Speaking at Berlin’s Freie University, Mersch backed financial regulation to avert future crisis but not to be an “overly tight corset which leads to strangulation of market dynamics”.
He said the maxim some banks were ‘too big to fail’ is “not compatible with the principles of a market economy”, and moral hazard from bail-outs means “the State and its taxpayers are held to ransom.
“The moral hazard can lead to institutions becoming too large to be rescued by the State. Those who collapse in the market must be liable, even to the ultimate consequence of leaving the market.
“Exaggerated faith in the State, just like faith in an out-of-hand public sector, leads sooner or later to lack of freedom or bondage.”
However, he added the State had an important role to play in financial regulation.
“The idea that financial markets can be self-regulating was painfully refuted during the crisis.
“The financial crisis showed that regulation and regulatory authorities globally did not offer sufficient protection. A need for root-and-branch reform has become apparent. The goal must be to protect the international financial system from such similarly devastating events in future.
“It is about finding a balance between the market and State, the measured rules which the State sets, so that the freedom of markets can generate as much possible lasting wealth and benefit.”
Mersch said stabilization measures already enacted had bought debtors time, but this must be used to improve financial and political frameworks in Europe.
He also signalled agreement with precepts behind Brussels’ bid to control hedge funds – manifested in the Alternative Investment Fund Managers’ directive, and subsequent curbs on short selling.
“Hedge funds attack crippled financial institutions with short selling, in order to wound or take down unwanted competition.
“The market values of the affected institutions can come under so much pressure through such comprehensive short selling that, without fundamental justification, they finally disappear from the market.
“Rules must be found for the shadow banking system for private equity and hedge funds. These institutes are not banks in a legal sense, but they take similar risks.”
He said a “strict silo-like regulation of the formal banking world” missed the danger that “hazardous businesses do not disappear, instead they simply migrate into the unregulated arena”.

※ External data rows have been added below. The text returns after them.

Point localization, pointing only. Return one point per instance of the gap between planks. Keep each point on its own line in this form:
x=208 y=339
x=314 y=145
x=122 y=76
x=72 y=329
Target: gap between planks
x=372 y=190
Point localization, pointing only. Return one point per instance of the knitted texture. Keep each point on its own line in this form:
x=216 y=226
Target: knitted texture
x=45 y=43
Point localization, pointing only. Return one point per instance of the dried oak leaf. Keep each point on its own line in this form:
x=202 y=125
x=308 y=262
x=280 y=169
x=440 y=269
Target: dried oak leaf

Mersch also dismissed critics of the euro project: “The single currency is stable and successful. The inflation rate in the eurozone averaged 1.97% in the first 12 years. The euro has firmly established itself also as the second most important reserve currency after the US dollar.”
Much research has been done on what caused the crisis, but Mersch said economic scientists “have two generations of research projects ahead of them”.